I’m not going to fix you.
I remember once in marriage counseling my ex husband and I asked the therapist how long it would take her to fix our marriage. There was an awkwardly lengthy pause after our question and in that space my pulse picked up speed. Why wasn’t she answering? Were we not fixable?
Our therapist shifted in her seat, uncrossed then re-crossed her legs. “Well, you see, these things take time,” she finally answered in her matter of fact way. My heart sank. I didn’t want to have to go home and sit with this heavy feeling any more. Her refusal to fix us in a timely manner made me question her and her practice entirely. Our 50 minutes with her had been a waste and I wondered if there was any hope for us. Looking back, it never occurred to me then to be open to and embrace the process of recovery. I didn’t see the value in a method that might take some time.
Eight years later I now understand where she was coming from. When I work with people now, I impart similar wisdom. However, you should know that while I won’t fix you, I will help you experience flow and balance and will serve as a guide to teach you how to grow and how to Happy.
Happy, the verb, is something you do. It is something you work at every day. Do you grow muscles by going to the gym once? No, you have to make it a regular practice to notice improvement. Growth happens over time.
As far as I can tell, 45 years into this life, the key to Happy-ing begins by soft-heartedly accepting life’s challenges, releasing the need to be right and releasing judgments and beliefs. When we resist the challenges life circumstances present, we increase the amount of suffering we feel. What was it my Aunt Carol said about visitors and fish? They both smell bad after three days. Same thing goes for the internal clutter that builds up when we resist challenging circumstances.

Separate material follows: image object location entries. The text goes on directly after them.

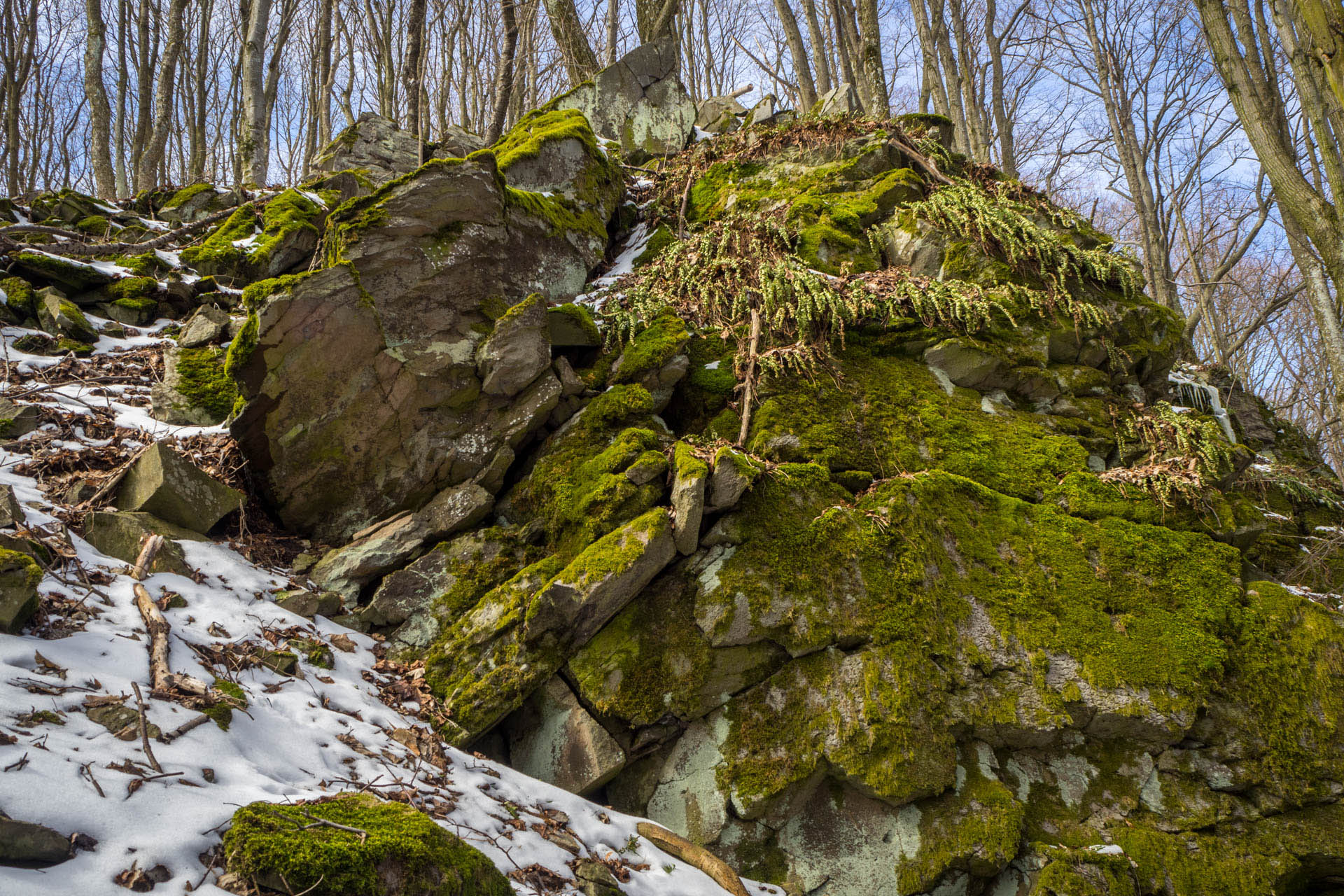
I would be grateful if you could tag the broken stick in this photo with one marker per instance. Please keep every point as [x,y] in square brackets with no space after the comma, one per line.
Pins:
[694,856]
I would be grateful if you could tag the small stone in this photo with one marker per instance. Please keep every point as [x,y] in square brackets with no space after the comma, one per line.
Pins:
[517,351]
[689,498]
[27,846]
[121,720]
[19,578]
[62,317]
[571,327]
[283,662]
[206,327]
[163,482]
[305,603]
[17,419]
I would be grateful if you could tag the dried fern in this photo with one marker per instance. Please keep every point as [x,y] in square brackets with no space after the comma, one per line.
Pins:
[1000,223]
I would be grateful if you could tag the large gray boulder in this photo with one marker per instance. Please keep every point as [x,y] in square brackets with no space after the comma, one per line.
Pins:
[638,102]
[381,150]
[366,372]
[554,739]
[166,484]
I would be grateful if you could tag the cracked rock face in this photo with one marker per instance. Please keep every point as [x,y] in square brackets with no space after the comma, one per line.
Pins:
[398,370]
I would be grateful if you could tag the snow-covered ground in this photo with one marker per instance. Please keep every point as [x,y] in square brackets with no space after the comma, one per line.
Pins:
[318,732]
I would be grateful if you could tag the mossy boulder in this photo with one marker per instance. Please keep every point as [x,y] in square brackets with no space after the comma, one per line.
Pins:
[638,102]
[400,370]
[402,850]
[265,238]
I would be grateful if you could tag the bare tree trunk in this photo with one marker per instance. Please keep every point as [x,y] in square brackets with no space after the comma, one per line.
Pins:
[412,69]
[252,132]
[504,74]
[819,48]
[100,113]
[568,30]
[153,155]
[799,50]
[870,58]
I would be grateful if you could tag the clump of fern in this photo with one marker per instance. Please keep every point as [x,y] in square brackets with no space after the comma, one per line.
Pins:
[990,216]
[718,276]
[1182,453]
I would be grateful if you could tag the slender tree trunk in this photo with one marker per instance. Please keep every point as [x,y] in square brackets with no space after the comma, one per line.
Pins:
[799,50]
[819,48]
[412,69]
[152,159]
[504,74]
[568,30]
[100,113]
[870,57]
[252,137]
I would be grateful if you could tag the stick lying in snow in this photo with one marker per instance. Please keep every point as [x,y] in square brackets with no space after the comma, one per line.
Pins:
[162,680]
[694,856]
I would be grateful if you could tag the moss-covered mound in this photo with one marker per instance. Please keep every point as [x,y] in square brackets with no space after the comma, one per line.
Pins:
[370,848]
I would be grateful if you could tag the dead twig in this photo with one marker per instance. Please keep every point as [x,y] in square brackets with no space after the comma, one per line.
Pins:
[111,248]
[144,729]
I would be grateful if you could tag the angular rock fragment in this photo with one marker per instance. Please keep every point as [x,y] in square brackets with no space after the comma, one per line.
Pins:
[163,482]
[554,739]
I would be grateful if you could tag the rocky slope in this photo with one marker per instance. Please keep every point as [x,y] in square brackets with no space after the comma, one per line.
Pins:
[860,523]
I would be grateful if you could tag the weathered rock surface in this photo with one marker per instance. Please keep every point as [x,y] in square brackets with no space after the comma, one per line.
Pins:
[120,535]
[379,149]
[167,485]
[27,846]
[554,739]
[19,577]
[393,543]
[638,102]
[366,372]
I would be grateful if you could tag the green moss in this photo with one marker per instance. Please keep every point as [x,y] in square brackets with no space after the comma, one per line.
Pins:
[234,697]
[270,843]
[1081,872]
[578,488]
[71,277]
[202,379]
[269,226]
[974,830]
[187,194]
[73,347]
[659,239]
[831,206]
[136,293]
[582,318]
[93,225]
[564,216]
[654,347]
[257,293]
[889,415]
[1285,853]
[19,296]
[242,347]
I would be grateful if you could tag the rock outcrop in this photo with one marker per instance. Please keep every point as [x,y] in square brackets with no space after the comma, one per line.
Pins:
[638,102]
[382,370]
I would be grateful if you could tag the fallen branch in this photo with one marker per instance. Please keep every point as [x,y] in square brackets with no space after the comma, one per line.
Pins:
[144,729]
[694,856]
[183,729]
[108,248]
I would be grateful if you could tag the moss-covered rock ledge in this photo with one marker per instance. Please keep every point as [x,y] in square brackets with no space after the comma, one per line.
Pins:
[354,846]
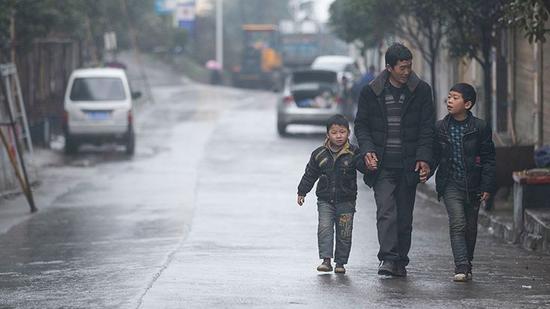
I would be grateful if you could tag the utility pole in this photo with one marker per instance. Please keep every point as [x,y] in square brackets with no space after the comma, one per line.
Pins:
[219,32]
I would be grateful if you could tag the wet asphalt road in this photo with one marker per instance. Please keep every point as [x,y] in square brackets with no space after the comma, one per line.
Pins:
[204,216]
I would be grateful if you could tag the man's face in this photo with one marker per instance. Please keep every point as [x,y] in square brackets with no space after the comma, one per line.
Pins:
[456,104]
[338,135]
[401,71]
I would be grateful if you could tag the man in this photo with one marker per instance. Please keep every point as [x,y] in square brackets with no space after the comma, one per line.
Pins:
[394,129]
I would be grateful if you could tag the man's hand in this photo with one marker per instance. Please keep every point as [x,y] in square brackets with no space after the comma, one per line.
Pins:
[424,169]
[371,161]
[485,197]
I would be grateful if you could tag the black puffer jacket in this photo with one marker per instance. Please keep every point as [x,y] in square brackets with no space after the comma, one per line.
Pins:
[417,121]
[478,152]
[337,178]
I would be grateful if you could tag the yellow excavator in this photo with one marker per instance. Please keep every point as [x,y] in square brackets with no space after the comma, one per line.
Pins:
[261,62]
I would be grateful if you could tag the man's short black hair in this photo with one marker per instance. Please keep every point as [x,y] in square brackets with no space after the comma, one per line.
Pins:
[397,52]
[468,92]
[338,120]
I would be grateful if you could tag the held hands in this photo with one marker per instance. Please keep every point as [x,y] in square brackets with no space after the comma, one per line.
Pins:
[424,169]
[371,161]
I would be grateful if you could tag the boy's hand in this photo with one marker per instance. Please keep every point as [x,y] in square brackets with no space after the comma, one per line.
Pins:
[371,161]
[485,196]
[424,170]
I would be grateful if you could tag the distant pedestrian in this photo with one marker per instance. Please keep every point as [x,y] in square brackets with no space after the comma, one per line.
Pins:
[334,165]
[465,154]
[394,128]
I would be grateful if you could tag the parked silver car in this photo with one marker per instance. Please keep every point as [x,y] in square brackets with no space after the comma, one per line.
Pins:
[310,97]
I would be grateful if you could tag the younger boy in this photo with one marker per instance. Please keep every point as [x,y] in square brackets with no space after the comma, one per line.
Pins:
[333,164]
[465,153]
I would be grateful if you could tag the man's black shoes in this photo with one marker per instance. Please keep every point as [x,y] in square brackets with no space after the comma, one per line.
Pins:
[387,268]
[401,270]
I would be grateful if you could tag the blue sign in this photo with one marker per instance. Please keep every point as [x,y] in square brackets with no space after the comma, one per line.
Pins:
[164,7]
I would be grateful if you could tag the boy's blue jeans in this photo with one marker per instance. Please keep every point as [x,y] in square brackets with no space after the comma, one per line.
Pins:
[463,213]
[341,216]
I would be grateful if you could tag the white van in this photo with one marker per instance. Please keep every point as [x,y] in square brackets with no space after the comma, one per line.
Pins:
[98,108]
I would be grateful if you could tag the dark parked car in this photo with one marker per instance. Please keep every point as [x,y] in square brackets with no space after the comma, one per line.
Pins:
[310,97]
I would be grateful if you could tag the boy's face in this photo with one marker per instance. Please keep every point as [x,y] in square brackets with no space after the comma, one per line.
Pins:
[401,71]
[338,135]
[456,104]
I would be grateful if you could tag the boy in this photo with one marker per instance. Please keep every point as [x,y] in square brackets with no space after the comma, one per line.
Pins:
[465,153]
[334,165]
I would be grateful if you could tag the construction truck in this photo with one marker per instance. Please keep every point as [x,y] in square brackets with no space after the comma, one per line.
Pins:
[261,62]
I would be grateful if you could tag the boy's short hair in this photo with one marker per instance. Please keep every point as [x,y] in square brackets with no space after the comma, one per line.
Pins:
[397,52]
[467,91]
[337,120]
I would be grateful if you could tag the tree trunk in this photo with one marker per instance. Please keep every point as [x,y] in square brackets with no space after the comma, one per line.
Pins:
[433,65]
[487,89]
[487,66]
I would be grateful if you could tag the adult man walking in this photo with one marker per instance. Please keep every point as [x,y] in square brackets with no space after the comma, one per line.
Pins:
[394,129]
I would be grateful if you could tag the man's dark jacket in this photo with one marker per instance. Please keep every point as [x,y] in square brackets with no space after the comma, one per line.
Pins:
[337,178]
[478,153]
[417,122]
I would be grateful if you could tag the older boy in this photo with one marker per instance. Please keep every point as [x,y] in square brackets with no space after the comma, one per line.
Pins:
[334,165]
[465,153]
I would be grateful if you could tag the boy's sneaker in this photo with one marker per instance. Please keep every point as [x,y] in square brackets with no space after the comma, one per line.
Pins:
[401,270]
[339,269]
[387,268]
[461,273]
[469,275]
[325,266]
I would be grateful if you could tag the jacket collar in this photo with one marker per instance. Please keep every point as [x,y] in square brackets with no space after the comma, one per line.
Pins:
[470,127]
[378,84]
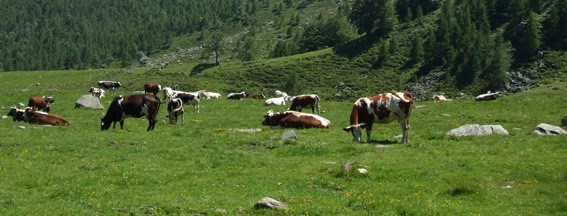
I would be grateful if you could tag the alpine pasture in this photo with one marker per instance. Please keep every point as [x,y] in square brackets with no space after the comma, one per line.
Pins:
[208,167]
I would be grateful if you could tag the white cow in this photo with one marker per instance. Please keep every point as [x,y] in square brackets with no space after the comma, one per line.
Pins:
[275,101]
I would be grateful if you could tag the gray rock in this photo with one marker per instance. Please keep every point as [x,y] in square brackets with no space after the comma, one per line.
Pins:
[88,101]
[477,130]
[546,129]
[270,203]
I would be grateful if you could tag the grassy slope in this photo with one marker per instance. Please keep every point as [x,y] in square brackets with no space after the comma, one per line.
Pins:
[206,167]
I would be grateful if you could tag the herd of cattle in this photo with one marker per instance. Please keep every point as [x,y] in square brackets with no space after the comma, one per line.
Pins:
[380,108]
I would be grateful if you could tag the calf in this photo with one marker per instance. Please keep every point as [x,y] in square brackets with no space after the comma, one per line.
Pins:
[18,115]
[35,117]
[109,84]
[151,88]
[131,106]
[41,103]
[175,109]
[382,108]
[305,101]
[236,96]
[295,119]
[275,101]
[97,92]
[190,98]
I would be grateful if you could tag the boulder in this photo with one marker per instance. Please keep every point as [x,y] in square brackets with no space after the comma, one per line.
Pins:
[546,129]
[270,203]
[477,130]
[88,101]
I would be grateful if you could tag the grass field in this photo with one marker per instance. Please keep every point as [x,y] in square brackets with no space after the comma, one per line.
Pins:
[207,168]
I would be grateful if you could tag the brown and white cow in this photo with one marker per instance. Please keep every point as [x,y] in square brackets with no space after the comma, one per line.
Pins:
[41,103]
[97,92]
[236,96]
[174,110]
[382,108]
[35,117]
[135,106]
[305,101]
[151,88]
[295,119]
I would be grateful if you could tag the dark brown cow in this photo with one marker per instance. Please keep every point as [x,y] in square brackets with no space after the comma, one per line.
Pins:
[295,119]
[305,101]
[256,96]
[41,103]
[35,117]
[131,106]
[151,88]
[382,108]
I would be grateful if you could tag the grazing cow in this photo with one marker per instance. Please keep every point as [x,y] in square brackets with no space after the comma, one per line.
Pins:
[190,98]
[175,109]
[275,101]
[35,117]
[17,114]
[488,96]
[151,88]
[279,93]
[131,106]
[109,84]
[236,96]
[295,119]
[41,103]
[97,92]
[382,108]
[256,96]
[305,101]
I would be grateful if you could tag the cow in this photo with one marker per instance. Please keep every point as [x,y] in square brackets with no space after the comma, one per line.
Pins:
[279,93]
[209,95]
[236,96]
[136,106]
[275,101]
[295,119]
[18,115]
[488,96]
[151,88]
[109,84]
[190,98]
[304,101]
[36,117]
[97,92]
[381,108]
[256,96]
[41,103]
[174,110]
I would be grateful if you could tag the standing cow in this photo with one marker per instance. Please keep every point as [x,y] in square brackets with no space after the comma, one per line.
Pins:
[305,101]
[382,108]
[131,106]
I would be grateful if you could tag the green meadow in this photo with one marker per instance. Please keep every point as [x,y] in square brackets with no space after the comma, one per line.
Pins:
[208,167]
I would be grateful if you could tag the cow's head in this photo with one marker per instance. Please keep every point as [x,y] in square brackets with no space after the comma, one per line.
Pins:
[356,131]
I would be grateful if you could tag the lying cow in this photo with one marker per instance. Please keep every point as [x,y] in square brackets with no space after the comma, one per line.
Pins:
[36,117]
[109,84]
[208,95]
[97,92]
[488,96]
[131,106]
[41,103]
[382,108]
[295,119]
[174,110]
[275,101]
[151,88]
[18,115]
[236,96]
[305,101]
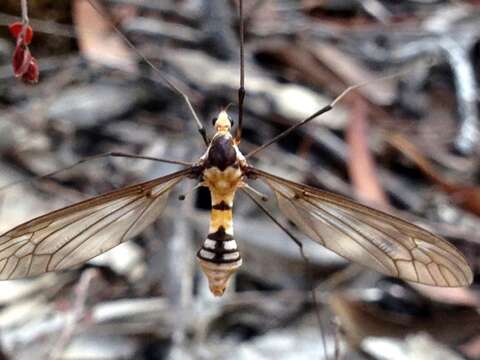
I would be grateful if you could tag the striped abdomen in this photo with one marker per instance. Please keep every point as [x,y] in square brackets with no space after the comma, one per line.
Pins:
[219,256]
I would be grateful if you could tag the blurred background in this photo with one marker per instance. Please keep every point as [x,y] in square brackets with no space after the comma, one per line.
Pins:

I’d bet twenty bucks you already know all this. You’ve probably experienced it countless times. I have too. So, why do we still resist? Our human nature leads us to tighten when challenged, but doing so causes us to suffer in the long run. I want to Happy, so why is the pull of inertia so strong? Even more confusing is that so many of us are waking up, are becoming conscious, but this awakening isn’t translating into sustainable clarity and happiness.
I think it’s because deep down inside we are hard wired to have to work for it – all the time, every single day in body, mind and spirit. You can’t meditate, detox and go to yoga class then cheat on your boyfriend and wonder why you’re still not a warrior of all things Zen.
In the end, I believe Happy-ish people practice stepping out of the ring of fire and into the heart centered space of empathy for themselves and for others. My guru, teacher, colleague and friend, the wise, wise Dr. Stephen Cowan taught me that Conflict multiplied by Resistance equals the amount of Suffering we feel. Reduce your suffering, increase your Happy-ing and always remember to forgive yourself for being human.